La guerre en Iran a des répercussions significatives sur l'industrie textile du Bangladesh, essentielle à son économie. Les augmentations des prix des fibres synthétiques, estimées entre 10 et 15 %, mettent à mal les marges bénéficiaires des fabricants. Comme l'indique Nikkei Asia, “les clients refusent de payer plus cher pour les commandes déjà passées”.

Le secteur, considéré comme un pilier de l'économie bangladaise, subit déjà la pression d'une hausse des coûts des matières premières. La flambée des cours du pétrole et les perturbations dans les chaînes d'approvisionnement pour des produits tels que le polyester et le nylon aggravent la situation, et certains produits chimiques nécessaires au traitement des textiles ont vu leurs prix tripler.

Mahmud Hasan Khan, président de l'Association des fabricants et exportateurs de vêtements du Bangladesh (BGMEA), explique que des fournisseurs augmentent leurs prix en prévision de futures difficultés : “Certains fournisseurs augmentent également leurs prix”.

Une pression croissante sur le secteur

Si les expéditions n’ont pas encore été trop perturbées, les coûts logistiques devraient croître rapidement alors que la chute des prix du pétrole commence à se faire ressentir sur le fret. Le climat actuel incite également les usines à s’inquiéter de leur sécurité énergétique. Les autorités bangladaises ont instauré un système temporaire pour permettre aux usines d'accéder à des réserves limitées de diesel, principalement pour leurs générateurs.

Bien que le gouvernement assure avoir des réserves de carburant pour un mois, les longues files d'attente aux stations-service et les mesures de rationnement témoignent de la montée des tensions. L'adoption d'horaires d'ouverture réduits pour les administrations et la fermeture prématurée des marchés soulignent le sérieux de la situation.

Pour le moment, la production de vêtements reste stable grâce aux stocks de matières premières disponibles. Toutefois, la situation pourrait changer rapidement.
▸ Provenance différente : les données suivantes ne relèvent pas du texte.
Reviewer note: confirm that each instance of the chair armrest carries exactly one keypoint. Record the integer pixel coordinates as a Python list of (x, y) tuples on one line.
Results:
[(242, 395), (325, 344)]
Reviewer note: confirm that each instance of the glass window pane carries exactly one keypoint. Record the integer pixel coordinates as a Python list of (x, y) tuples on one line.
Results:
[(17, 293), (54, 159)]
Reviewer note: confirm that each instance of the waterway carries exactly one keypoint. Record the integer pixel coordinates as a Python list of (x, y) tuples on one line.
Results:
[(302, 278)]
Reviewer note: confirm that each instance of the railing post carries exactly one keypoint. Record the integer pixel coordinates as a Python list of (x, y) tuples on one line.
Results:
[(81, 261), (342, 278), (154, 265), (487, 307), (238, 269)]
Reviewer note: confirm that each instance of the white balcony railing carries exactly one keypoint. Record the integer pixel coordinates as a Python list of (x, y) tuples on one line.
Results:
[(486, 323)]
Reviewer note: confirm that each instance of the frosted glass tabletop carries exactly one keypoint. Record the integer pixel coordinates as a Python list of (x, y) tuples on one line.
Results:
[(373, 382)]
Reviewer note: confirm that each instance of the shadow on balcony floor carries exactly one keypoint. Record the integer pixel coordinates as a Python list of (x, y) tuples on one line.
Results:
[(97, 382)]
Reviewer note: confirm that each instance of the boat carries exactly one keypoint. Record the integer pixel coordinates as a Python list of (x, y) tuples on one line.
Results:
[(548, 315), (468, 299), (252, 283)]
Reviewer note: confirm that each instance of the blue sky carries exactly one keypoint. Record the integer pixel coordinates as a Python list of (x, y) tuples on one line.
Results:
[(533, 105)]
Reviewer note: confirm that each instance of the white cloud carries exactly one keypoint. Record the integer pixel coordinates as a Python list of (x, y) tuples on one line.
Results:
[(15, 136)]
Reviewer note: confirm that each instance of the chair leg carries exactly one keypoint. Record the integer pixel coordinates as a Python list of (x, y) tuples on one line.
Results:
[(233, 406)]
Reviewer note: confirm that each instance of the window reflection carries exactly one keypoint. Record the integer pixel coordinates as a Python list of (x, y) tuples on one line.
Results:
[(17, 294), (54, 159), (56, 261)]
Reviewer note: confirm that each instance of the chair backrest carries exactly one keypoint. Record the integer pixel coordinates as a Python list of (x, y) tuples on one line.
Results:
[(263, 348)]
Comme l'affirme The Financial Express, “Le secteur du prêt-à-porter bangladais est confronté à une pression croissante, le conflit en cours au Moyen-Orient perturbant les chaînes d’approvisionnement”, accompagnant cette incertitude d'une prévision de déficit de commandes de 20 à 25 % pour la prochaine saison. La hausse mondiale des prix du pétrole pourrait également amener les consommateurs occidentaux à limiter leurs dépenses vestimentaires, menaçant davantage les ventes des exportateurs.